In an ASB report, Smith said the central bank can “look through” short-term inflation pressures and focus on medium-term trends thanks to "contained inflation expectations".
ASB expects a 25-basis-point OCR cut in November, bringing the rate to 2.25%, saying the RBNZ “would be well placed to push the OCR lower still in 2026 if there is the need to kick-start the sluggish NZ economy".
Inflation expectations remain stable despite CPI rise
The RBNZ’s Q4 Survey of Expectations showed minimal movement in inflation forecasts after the October 50-basis-point rate cut and third-quarter CPI lift to 3%.
- 1-year-ahead: 2.39% (up from 2.37%)
- 2-year-ahead: 2.28% (unchanged)
- 5-year: 2.22% (down from 2.26%)
- 10-year: 2.18% (up from 2.15%)
“The RBNZ will be somewhat reassured by this and relieved that inflation expectations did not follow the headline CPI higher,” Smith said.
Stats NZ’s latest release echoed the same trend, showing stable inflation expectations across all horizons and projecting the OCR to average 2.25% by December 2025 and 2.31% by late 2026.
Lower rates, steady jobs, modest growth ahead
Survey respondents also expect house price inflation to ease to 2.39% (one year) and 3.47% (two years), while GDP growth is seen rising to 2.06% and 2.27% – the strongest outlook since 2022.

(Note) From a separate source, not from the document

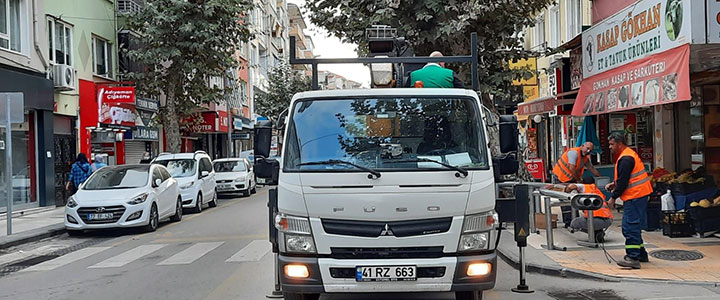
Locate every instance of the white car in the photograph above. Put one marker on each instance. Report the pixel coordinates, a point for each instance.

Labour-market expectations remain steady, with unemployment projected to dip from 5% to 4.7%, helping “dampen medium-term inflation”.
Wage growth forecasts have edged up to 2.82% next year and 3.02% in the year after, consistent with ASB’s view that wage pressures remain contained and “should help cap core inflation, particularly if productivity picks up".
What it means for mortgage advisers
For mortgage advisers, the findings point to a lower-for-longer rate environment and improving borrower sentiment into 2026. Anchored inflation expectations and cautious growth suggest favourable conditions for refinancing and first-home lending, as borrowers regain confidence in the stability of rates.
As Smith summed up: “Annual inflation approaching 2% by the end of next year will provide the RBNZ with scope to lower the OCR and provide economic support to an economy trying to find its mojo.”